Dr. Gerald R. Mack, 2014 recipient of the Alfred Nash Patterson Lifetime Achievement Award, is a nationally-known conductor, educator, and mentor. He was conductor of the Worcester Chorus in Massachusetts for 28 years (1977–2005), founder and leader for 15 years (1995–2000) of the Great Waters Music Festival in Wolfeboro, NH, and Director of Choral Activities and a faculty member for 27 years at the Hartt School of Music at the University of Hartford, Connecticut. After retiring to Nantucket in 1999, he became the Executive Director of the Nantucket Community Music Center; he later established theNantucket Art Council's highly successful winter concert series.
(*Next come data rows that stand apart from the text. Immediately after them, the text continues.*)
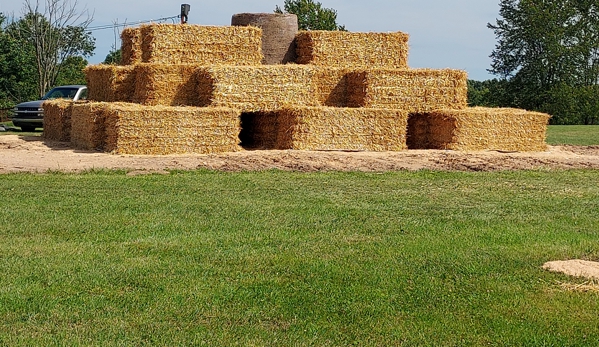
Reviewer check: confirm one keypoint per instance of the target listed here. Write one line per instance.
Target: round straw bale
(278, 34)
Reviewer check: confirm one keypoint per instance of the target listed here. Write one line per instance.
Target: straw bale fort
(261, 84)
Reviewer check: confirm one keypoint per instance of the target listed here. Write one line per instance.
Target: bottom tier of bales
(124, 128)
(57, 120)
(327, 128)
(479, 128)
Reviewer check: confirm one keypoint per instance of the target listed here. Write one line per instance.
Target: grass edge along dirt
(279, 258)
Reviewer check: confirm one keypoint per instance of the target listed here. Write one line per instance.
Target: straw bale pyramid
(207, 89)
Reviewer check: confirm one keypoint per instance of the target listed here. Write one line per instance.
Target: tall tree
(71, 71)
(547, 49)
(56, 33)
(311, 15)
(17, 68)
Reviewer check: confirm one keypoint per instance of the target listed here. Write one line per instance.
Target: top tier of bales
(344, 49)
(192, 44)
(278, 34)
(256, 39)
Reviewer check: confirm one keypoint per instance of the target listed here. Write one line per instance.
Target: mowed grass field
(580, 135)
(296, 259)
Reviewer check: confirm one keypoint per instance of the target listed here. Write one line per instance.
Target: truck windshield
(61, 93)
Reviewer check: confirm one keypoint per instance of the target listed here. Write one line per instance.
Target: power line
(116, 25)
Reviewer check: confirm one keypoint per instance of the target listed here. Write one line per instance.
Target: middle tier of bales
(352, 50)
(274, 87)
(329, 128)
(252, 89)
(415, 90)
(192, 44)
(326, 128)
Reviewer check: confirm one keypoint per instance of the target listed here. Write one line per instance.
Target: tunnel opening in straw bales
(258, 130)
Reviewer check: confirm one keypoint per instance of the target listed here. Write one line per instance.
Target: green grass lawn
(281, 259)
(581, 135)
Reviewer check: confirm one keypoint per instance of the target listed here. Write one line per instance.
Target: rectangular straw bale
(259, 88)
(347, 49)
(57, 119)
(479, 128)
(88, 125)
(331, 86)
(203, 45)
(130, 46)
(161, 130)
(329, 128)
(110, 83)
(413, 90)
(167, 85)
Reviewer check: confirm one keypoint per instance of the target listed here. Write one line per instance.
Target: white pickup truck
(30, 115)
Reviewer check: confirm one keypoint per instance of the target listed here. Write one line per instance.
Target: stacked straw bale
(130, 46)
(202, 45)
(330, 128)
(167, 85)
(353, 50)
(110, 83)
(88, 130)
(278, 34)
(161, 130)
(331, 86)
(57, 119)
(414, 90)
(258, 88)
(479, 128)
The Worcester Chorus established a scholarship in his name in 2010.

Dr. Mack has worked with Gunther Schuller, Yehudi Menuin, Michael Lancaster, Seiji Ozawa, and Aaron Copland, among others. His choruses have performed at Carnegie Hall, Tully Hall, St. Patrick’s Cathedral, Jordan Hall, and Washington’s National Cathedral, as well as at many of the great concert halls of Europe. He has conducted at the New York Mostly Mozart Festival, the Salzburg Music Festival, the International Dubrovnik Music Festival, and the Oaxaca Spring Festival (with the Mexican National Symphony).

A dedicated educator with a deep commitment to colleagues and students, Dr. Mack has a national reputation as an adjudicator, lecturer, clinician and guest conductor. His high school choirs appeared at numerous MENC conventions (of the National Association for Music Education). In 1961, his school chorus was invited to represent the U.S. at the International Music Educators’ Convention in Vienna. His Hartt choral groups were frequently selected to appear at American Choral Directors Association (ACDA) conventions throughout the U.S., and he conducted many All State and Divisional Festival Choruses. While at Hartt, he organized and hosted the first ACDA Eastern Division Convention.

One product of his involvement with the Connecticut Commission on the Arts was the Greater Hartford Youth Chorale, which Dr. Mack and his wife organized for the first annual Hartford Arts Festival. That initiative became an ongoing program which continued for 10 years, providing special musical opportunities for suburban and inner-city young people from 22 high schools in the Hartford area.

Dr. Mack has degrees in Music Education and choral conducting from the University of New York at Fredonia (bachelors) and from Columbia University (masters and doctorate).